We should prove that for even function h

$\int\limits_{-\beta}^{\beta} h(t)\,dt= 2\int \limits_{0}^{\beta} h(t)\,dt.$

We know that h(-x)=h(x).

Let us divide the integral into two parts:

$\int\limits_{-\beta}^{\beta} h(t)\,dt= \int\limits_{-\beta}^{0} h(t)\,dt + \int\limits_{0}^{\beta} h(t)\,dt$ .

We may see that the first integral may be transformed

$\int\limits_{-\beta}^{0} h(t)\,dt = \Big| x = -t \Big| = -\int\limits_{\beta}^{0} h(-x)\,dx = -\int\limits_{\beta}^{0} h(x)\,dx$ because h(-x)=h(x).

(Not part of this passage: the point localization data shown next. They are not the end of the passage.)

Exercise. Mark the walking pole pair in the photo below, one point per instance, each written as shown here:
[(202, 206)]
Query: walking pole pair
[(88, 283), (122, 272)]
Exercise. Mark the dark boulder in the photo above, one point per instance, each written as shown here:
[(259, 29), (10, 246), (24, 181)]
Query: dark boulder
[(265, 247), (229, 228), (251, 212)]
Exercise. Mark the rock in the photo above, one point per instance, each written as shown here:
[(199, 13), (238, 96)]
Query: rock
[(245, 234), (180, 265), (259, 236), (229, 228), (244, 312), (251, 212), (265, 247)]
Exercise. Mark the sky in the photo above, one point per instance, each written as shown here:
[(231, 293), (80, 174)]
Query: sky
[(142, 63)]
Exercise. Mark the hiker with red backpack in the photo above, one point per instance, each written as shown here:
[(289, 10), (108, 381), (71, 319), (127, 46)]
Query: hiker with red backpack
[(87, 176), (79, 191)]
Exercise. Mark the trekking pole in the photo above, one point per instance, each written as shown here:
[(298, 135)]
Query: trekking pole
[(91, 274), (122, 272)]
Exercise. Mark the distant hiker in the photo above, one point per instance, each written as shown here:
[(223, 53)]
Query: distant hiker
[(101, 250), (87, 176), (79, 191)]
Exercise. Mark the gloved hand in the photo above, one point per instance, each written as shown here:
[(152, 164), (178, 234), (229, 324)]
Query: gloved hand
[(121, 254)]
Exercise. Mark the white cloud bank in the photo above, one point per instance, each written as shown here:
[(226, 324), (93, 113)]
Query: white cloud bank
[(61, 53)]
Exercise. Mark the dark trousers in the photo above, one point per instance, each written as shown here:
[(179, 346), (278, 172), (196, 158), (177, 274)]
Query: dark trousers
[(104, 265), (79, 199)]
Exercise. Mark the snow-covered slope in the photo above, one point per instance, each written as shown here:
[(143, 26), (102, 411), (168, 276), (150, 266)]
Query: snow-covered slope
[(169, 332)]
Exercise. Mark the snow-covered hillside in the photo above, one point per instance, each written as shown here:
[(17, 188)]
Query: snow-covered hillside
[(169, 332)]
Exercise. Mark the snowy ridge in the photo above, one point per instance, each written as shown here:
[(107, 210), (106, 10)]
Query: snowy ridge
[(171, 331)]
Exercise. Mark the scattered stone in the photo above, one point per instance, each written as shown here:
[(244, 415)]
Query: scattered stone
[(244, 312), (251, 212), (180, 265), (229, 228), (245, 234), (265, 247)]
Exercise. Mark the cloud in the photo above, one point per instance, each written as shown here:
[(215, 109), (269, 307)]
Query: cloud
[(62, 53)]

And $-\int\limits_{\beta}^{0} h(x)\,dx = \int\limits_{0}^{\beta} h(x)\,dx$ .

Therefore, $\int\limits_{-\beta}^{\beta} h(t)\,dt= \int\limits_{0}^{\beta} h(x)\,dx + \int\limits_{0}^{\beta} h(t)\,dt = 2\int\limits_{0}^{\beta} h(t)\,dt$ .